Farbod Farbod - 5 months ago 58
R Question

How to draw Clusters of Orthologous Groups (COG) bar plot using ggplot2 in R?

I am new to R and I have some data as below and I want to draw a histogram same as this with pkg::ggplot2 in R program (linux or Rstudio).

As you can see it is the letters from A to Z in the X axis (Function class) and the frequencies as numbers in the Y and the important point is this that each bar has its own unique color.

In addition, there is a "color help = legend" that describe each class by the same color of each bars that I am not sure if it is some characteristics of R ggplot2 package or not?
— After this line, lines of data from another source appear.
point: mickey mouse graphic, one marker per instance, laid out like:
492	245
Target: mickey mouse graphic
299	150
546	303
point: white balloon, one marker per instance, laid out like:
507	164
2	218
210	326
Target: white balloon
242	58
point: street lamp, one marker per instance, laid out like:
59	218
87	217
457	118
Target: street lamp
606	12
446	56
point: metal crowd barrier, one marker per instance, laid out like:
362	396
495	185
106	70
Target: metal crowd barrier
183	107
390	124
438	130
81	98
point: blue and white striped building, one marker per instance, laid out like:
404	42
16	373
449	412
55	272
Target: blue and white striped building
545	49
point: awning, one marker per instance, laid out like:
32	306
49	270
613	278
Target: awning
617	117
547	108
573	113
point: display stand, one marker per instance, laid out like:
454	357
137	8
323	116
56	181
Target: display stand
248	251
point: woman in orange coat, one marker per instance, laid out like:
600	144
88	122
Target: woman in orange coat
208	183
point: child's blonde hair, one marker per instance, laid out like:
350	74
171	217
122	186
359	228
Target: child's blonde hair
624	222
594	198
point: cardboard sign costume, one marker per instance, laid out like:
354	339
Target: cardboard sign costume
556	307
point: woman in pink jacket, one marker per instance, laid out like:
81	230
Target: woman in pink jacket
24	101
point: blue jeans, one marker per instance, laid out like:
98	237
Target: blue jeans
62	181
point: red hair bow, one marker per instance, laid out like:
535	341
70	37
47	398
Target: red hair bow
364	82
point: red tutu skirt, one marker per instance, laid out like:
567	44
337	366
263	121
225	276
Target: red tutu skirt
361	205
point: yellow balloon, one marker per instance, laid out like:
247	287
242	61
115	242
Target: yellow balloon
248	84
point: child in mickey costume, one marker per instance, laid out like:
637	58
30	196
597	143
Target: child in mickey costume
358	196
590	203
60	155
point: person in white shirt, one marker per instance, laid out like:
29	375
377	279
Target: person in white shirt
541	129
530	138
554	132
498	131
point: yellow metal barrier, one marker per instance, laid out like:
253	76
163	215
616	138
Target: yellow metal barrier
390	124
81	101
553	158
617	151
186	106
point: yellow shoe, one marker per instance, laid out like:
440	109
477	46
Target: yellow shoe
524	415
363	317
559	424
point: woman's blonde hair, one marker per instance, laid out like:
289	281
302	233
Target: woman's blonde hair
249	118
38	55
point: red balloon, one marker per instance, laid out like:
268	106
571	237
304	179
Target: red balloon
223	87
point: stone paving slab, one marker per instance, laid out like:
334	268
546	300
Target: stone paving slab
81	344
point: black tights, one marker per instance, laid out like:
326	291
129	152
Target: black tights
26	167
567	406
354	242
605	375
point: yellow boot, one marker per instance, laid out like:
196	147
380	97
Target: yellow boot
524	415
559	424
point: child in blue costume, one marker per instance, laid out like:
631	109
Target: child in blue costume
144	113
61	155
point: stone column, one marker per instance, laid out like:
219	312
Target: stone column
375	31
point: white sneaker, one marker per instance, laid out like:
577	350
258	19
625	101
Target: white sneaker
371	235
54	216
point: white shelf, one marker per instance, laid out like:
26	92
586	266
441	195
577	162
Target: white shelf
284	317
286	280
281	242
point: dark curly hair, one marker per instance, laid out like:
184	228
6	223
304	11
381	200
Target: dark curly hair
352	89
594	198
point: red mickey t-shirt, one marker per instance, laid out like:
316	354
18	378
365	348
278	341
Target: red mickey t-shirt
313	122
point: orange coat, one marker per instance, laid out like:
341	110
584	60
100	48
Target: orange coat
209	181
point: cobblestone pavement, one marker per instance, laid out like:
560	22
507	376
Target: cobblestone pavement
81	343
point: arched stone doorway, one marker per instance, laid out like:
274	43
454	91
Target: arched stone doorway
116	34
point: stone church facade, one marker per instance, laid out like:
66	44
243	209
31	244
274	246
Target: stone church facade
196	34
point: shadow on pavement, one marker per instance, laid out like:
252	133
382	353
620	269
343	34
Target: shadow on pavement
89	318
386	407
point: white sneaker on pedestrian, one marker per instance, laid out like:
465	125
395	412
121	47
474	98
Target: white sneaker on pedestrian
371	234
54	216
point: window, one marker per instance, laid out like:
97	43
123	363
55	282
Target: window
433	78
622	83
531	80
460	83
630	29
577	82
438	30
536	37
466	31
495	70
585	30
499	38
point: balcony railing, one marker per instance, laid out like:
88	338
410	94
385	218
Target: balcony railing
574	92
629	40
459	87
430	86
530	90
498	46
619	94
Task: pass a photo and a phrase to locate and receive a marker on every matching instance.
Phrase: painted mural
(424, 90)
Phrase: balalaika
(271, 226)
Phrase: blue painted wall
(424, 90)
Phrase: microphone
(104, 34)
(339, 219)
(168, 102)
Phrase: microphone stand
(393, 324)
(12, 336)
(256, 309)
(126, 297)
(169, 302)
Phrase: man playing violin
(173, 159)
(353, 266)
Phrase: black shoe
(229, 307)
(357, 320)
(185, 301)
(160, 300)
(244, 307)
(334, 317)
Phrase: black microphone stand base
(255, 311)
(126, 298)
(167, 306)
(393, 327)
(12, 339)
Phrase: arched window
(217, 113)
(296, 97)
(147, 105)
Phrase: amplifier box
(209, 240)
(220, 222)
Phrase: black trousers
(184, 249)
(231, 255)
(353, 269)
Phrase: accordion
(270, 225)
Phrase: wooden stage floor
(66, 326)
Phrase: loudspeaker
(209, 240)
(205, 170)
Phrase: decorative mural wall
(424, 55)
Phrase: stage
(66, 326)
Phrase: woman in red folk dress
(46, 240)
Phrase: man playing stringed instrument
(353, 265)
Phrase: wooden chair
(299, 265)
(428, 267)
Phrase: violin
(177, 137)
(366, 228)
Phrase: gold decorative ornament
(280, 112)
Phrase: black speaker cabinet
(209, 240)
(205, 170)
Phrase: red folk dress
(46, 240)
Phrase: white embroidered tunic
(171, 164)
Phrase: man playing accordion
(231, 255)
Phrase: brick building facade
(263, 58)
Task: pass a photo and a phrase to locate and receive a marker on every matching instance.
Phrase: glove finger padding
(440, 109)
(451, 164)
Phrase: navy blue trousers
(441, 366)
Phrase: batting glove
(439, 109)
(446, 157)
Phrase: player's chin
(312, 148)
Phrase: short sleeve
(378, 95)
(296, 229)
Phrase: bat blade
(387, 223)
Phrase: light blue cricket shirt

I have checked some online helps but I do not know how to insert my data in the ggplot2 and assign a unique color for each class.

my data sample:

A 5 RNA processing and modification
B 2 Chromatin structure and dynamics
C 18 Energy production and conversion
D 26 Cell cycle control, cell division, chromosome partitioning
E 15 Amino acid transport and metabolism
F 5 Nucleotide transport and metabolism
G 13 Carbohydrate transport and metabolism
H 6 Coenzyme transport and metabolism
I 15 Lipid transport and metabolism
J 20 Translation, ribosomal structure and biogenesis
K 24 Transcription
L 28 Replication, recombination and repair
M 18 Cell wall/membrane/envelope biogenesis
N 1 Cell motility
O 29 Posttranslational modification, protein turnover, chaperones
P 19 Inorganic ion transport and metabolism
Q 16 Secondary metabolites biosynthesis, transport and catabolism
R 85 General function prediction only
S 20 Function unknown
T 32 Signal transduction mechanisms
U 14 Intracellular trafficking, secretion, and vesicular transport
V 6 Defense mechanisms
Z 14 Cytoskeleton


Are those numbers next to the letters A-Z the height of the bars? If so, you're better of using a barplot:

# Simulate some data
obs = rpois(10, 5)
group = factor(1:10)
df = data.frame(obs, group)
ggplot(data = df, aes(x = group, y = obs, color = group, fill = group)) + 
  geom_bar(stat = 'identity')

To get the colored bars in general, make sure your dataframe has a grouping variable (must be a factor, otherwise you get continuous color assignment) and then in aes assign color/fill the value of the column name.